Tuesday, October 24, 2017

Why and when does a quick format to FAT32 write different structures to sector 0 on a USB flash drive?



Introduction: For a research project I am trying to write a bootloader to a USB flash drive. After some experimenting, I succeeded to do this. I would like to know how I can reproduce this.




What I did: Recently I bought a new USB flash drive and opened the physical disk in HxD (a hexadecimal editor for Windows). It was already formatted as FAT32, but sector 0 had a completely different structure than described on this webpage



On this webpage it is clear that there are two strings present: MSDOS5.0 and FAT32. Both of them were not present in sector 0.



After experimenting and trying to quick format the drive in Windows to FAT32 the default way, sector 0 remained having different structures than the one described above. When I tried to quick format it again after using mkisofs for Windows and writing the ISO to the USB Flash drive using PowerISO, the structure of sector 0 finally changed to the one described above.



My question: Why did it change? And how can I reproduce this for new USB flash drives?



Edit: I need the sector to be in the same structure as described on the webpage for my project.


Answer





I am trying to write a bootloader to a USB device.




"USB device" is ambiguous. There are USB video and audio devices as well as various storage devices.
By "USB drive" you presumably mean a USB Flash drive, rather than a USB HDD (which always has a MBR in the first sector, rather than a filesystem boot sector).




It was already formatted as FAT32, but sector 0 had a completely different structure than described on this webpage





The Flash drive seems to have a MBR (Master Boot Record) with a partition table (in sector 0), and the FAT filesystem was located in a primary partition.
As that webpage mentions, those are sector dumps of boot sectors, which are installed in the first sector of a filesystem which would normally reside in a partition (or the first sector of a floppy diskette).




And how can I reproduce this for new USB drives?




I can install the filesystem boot sector in sector 0 of a USB Flash drive by





  1. zeroing out any MBR in sector zero. On a Linux system issue
    sudo dd if=/dev/zero of=/dev/sdX count=64
    This maybe the crucial step, especially if there is already an MBR. I don't know how to do this step on Windows.


  2. Use Windows to format the USB Flash drive (Windows will insist on formatting it before you can use it anyway).
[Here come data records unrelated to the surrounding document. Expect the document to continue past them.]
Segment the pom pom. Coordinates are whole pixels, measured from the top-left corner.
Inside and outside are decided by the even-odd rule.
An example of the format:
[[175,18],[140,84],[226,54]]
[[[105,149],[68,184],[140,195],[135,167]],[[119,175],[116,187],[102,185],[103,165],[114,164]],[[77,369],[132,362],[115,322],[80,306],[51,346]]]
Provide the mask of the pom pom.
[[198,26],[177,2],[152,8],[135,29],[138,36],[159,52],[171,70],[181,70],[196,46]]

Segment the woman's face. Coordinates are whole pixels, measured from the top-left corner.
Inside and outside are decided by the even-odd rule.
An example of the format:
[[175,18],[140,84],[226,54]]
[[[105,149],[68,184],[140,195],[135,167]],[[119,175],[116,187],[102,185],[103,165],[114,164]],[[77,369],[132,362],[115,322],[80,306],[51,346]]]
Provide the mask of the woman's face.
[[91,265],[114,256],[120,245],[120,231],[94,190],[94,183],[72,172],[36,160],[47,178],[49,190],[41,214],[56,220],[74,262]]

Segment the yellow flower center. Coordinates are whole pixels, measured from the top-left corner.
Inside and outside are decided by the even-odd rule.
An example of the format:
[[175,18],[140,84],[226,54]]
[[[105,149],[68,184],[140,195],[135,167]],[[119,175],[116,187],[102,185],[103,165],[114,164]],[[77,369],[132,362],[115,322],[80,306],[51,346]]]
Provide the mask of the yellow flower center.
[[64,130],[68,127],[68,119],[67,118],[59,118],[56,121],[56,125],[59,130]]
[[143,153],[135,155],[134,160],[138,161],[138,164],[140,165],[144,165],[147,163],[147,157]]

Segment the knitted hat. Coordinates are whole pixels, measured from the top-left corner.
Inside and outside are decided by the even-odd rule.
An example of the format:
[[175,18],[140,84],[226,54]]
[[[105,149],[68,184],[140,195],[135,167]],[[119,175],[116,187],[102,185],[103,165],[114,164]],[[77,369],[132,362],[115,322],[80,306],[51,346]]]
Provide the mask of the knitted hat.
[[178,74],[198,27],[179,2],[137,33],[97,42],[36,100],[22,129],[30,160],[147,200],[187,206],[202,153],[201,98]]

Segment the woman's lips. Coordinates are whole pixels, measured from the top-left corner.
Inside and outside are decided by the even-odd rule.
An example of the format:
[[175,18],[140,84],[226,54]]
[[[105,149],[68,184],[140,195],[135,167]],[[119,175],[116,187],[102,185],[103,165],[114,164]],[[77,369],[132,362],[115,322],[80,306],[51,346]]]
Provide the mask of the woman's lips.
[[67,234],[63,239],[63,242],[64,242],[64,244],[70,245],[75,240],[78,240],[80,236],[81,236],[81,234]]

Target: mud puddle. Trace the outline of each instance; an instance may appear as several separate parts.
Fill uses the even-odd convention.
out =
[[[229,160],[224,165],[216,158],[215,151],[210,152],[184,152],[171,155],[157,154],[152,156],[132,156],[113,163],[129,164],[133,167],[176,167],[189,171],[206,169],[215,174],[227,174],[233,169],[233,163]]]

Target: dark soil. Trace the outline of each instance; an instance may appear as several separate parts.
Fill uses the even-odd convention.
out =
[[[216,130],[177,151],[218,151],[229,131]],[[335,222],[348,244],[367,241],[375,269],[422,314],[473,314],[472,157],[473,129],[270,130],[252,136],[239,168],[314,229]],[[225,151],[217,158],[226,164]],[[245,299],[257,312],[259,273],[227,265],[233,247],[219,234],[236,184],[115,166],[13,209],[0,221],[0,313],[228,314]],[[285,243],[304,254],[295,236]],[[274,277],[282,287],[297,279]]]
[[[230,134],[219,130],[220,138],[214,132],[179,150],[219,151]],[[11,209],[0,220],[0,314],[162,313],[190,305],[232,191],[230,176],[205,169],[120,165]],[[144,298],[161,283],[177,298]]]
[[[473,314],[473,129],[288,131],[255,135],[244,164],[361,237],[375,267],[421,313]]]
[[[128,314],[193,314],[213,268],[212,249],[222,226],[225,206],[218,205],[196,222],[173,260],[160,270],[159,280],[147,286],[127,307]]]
I used Win7 to 'quick format' the drive to get the results below.




The resulting sector 0 on the USB Flash drive resembles what you want (i.e. it's not a MBR and there's no partition table).
enter image description here



Addendum





I am not sure if I understand the difference between an MBR and a Filesystem boot sector correctly




The Master Boot Record, MBR, is installed in the first sector of a PC- partitioned mass storage device. At the tail end of the sector is a partition table that divides the device into smaller logical devices. One partition will be marked "active", and the boot code in the MBR will load and execute the first sector of that "active" partition.



The first sector of a bootable partition (or the first sector of a floppy diskette) contains a bootloader. The filesystem installed in that partition will have appropriate code in that first sector to continue the boot process when an OS is installed.
When there is no installed OS or next boot program to load (e.g. BOOTMGR), the bootloader outputs text that indicates that this is not a bootable device/partition (e.g. "Remove disks or other media. Disk error. Press any key to restart.")



IOW you want the USB Flash drive to resemble a super-high-capacity diskette instead of a (partitioned) HDD.
Beware of filesystem limits, e.g. the most portable filesystem, FAT32, is limited to 32GB.



FYI I'm cognizant of this quirk with USB Flash drives and SDcards because the omission of the MBR & partition table renders such storage media unreadable on some Linux embedded devices (that expect partitions). Tutorials on initializing bootable VFAT media for embedded Linux often specify partitioning & formmatting on Linux to avoid this Windows quirk.